100 Tage im Hungerstreik für Freiheit

Ralf Streck 13.02.2007 20:41 Themen: Repression Weltweit
Nach dem Urteil des Obersten Gerichtshofs kann die spanische Regierung den Hungertod eines Basken verhindern. Seit 100 Tagen befindet sich der ETA-Gefangene Iñaki de Juana Chaos im zweiten Hungerstreik. Dass die spanische Justiz mit der Reduzierung der Strafe von fast 13 auf 3 Jahren einen großen Schwenk machte, hängt mit der großen Aufmerksamkeit für die Besonderheiten des Falls zusammen. De Juana hat angekündigt, den Streik bis zu seiner Freiheit forzusetzen.
Fast alles im Fall des 51jährigen Basken ist besonders, wenn es um seine Behandlung geht. Besonders trifft ihn die Behandlung durch Spanien, weil die Anschläge, an deren Planung oder Durchführung er beteiligt war, die Hauptstadt Madrid betrafen und 25 Menschen das Leben kosteten. 1983 war er in den Untergrund gegangen, nachdem er für die ETA zuvor sogar in die baskische Polizei infiltriert war und dort auch eine Führungsposition einnahm. 1987 wurde der Sohn von zwei spanischen Einwanderern, dessen Vater sogar Mitglied der rechtsradikalen Falange war, verhaftet.

Die sozialistische Regierung war, obwohl sie angeblich einen Friedensprozess einleiten wollte, Ende 2004 der Meinung, eine Haftstrafe von 18 Jahren sei für Leute wie ihn nicht genug.
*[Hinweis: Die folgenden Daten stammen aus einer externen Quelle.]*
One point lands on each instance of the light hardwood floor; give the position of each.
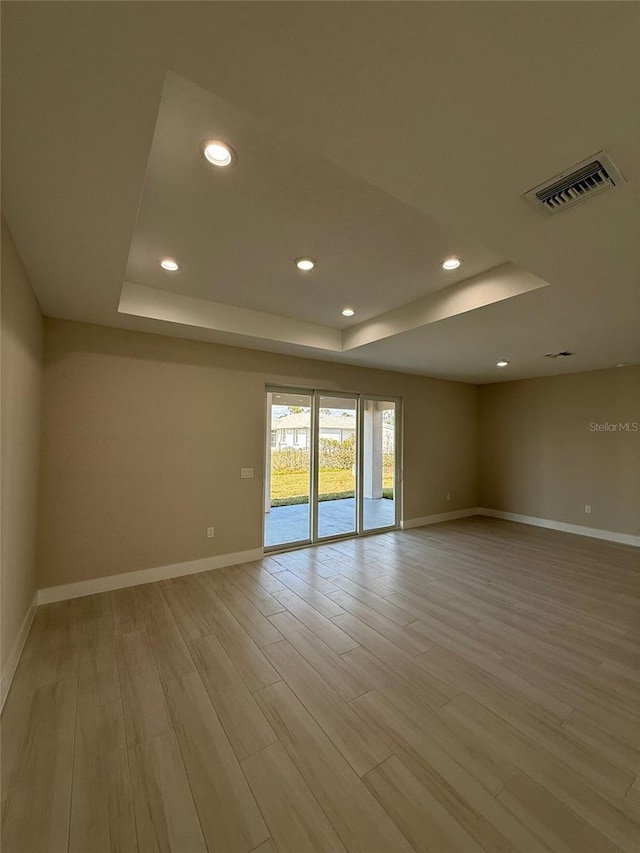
(471, 686)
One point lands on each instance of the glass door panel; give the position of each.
(337, 459)
(288, 469)
(379, 464)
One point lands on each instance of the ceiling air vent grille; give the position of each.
(589, 178)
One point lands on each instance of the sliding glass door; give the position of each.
(378, 463)
(288, 470)
(331, 466)
(337, 458)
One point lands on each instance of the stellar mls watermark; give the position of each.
(628, 426)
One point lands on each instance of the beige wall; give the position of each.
(540, 457)
(21, 395)
(144, 437)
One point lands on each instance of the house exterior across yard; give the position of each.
(293, 430)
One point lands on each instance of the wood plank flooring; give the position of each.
(470, 686)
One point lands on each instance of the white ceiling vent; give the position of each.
(581, 182)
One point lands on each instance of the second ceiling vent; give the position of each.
(589, 178)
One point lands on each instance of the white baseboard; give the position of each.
(16, 650)
(579, 529)
(109, 582)
(436, 519)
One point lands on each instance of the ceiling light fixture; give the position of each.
(305, 264)
(169, 264)
(218, 153)
(451, 264)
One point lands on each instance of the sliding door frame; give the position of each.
(314, 445)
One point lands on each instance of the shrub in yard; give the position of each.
(336, 455)
(290, 459)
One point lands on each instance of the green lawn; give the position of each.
(292, 484)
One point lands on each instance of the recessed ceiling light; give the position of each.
(451, 264)
(305, 264)
(169, 264)
(218, 153)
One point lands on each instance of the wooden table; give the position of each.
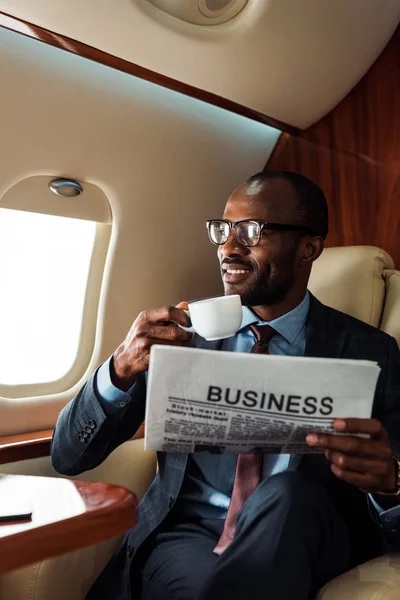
(66, 515)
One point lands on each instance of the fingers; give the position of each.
(371, 427)
(164, 314)
(183, 305)
(359, 464)
(171, 333)
(350, 445)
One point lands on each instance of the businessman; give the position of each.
(221, 526)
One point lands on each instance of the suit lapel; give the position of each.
(325, 339)
(325, 334)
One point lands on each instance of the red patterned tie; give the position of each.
(249, 466)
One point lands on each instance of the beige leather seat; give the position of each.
(358, 280)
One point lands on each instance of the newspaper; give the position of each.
(230, 402)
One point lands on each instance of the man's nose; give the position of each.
(233, 246)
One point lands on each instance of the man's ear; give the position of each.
(312, 249)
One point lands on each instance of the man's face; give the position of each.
(262, 274)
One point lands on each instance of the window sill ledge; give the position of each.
(35, 444)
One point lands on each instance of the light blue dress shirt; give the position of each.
(209, 478)
(207, 487)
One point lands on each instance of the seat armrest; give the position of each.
(378, 579)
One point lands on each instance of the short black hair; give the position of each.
(313, 208)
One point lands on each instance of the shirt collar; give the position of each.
(287, 325)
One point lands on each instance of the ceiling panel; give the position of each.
(293, 61)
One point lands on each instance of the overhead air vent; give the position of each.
(201, 12)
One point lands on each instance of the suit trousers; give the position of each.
(289, 541)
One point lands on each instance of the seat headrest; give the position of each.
(351, 280)
(391, 313)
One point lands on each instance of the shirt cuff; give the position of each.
(111, 398)
(390, 518)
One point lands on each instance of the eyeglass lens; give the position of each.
(247, 232)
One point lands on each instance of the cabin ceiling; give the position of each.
(291, 60)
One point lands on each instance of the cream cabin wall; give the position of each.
(165, 163)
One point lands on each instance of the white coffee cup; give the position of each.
(215, 318)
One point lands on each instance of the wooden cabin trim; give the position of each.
(34, 444)
(63, 42)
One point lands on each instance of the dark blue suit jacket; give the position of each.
(330, 334)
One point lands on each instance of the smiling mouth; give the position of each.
(234, 274)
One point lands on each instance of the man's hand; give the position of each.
(366, 463)
(150, 327)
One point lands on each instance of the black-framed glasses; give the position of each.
(247, 232)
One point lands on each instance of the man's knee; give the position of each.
(288, 489)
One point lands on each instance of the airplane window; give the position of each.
(44, 267)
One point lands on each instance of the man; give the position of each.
(306, 519)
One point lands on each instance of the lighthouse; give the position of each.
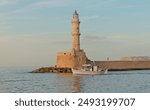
(76, 57)
(76, 31)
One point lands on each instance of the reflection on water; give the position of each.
(19, 80)
(74, 83)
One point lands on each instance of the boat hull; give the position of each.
(82, 72)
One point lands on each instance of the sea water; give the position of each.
(20, 80)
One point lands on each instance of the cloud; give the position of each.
(89, 17)
(41, 4)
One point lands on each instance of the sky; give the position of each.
(33, 31)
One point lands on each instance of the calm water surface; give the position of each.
(19, 80)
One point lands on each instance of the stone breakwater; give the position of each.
(52, 70)
(110, 65)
Kurz zuvor noch hatten die Sozialisten die rechtsradikale Volkspartei (PP) in ihrer Regierungszeit noch dabei unterstützt, die Höchststrafe auf 40 Jahre anzuheben. Da man an der Regierung aber soweit gehen wollte wie die PP beim Verbot von Batasuna, also ein neues Gesetz sogar rückwirkend anzuwenden, griff man zu einem Trick, gab der Justizminister sogar in einem Lapsus zu, der ihm möglicherweise den Job gekostet hat, Um Freilassungen wie bei Juana Chaos "zu verhindern", werde man "neue Anklagen konstruieren", sagte Juan Fernando López Aguilar damals. Heute wurde er abgelöst.

So wurde De Juana nach seiner Haftverbüßung im Oktober 2004 einfach im Knast behalten und erst zwei Monate danach bildeten zwei Artikel, die er für die Tageszeitung Gara schrieb, die Basis, um eine Anklage wegen "terroristischen Drohungen" zu konstruieren. Dafür forderte das Ministerium für Staatsanwaltschaft 96 Jahre Haft. Gegen die verantwortlichen der Zeitung, die sich ja an dem Delikt beteiligt haben müssten, wurde keine Klage erhoben.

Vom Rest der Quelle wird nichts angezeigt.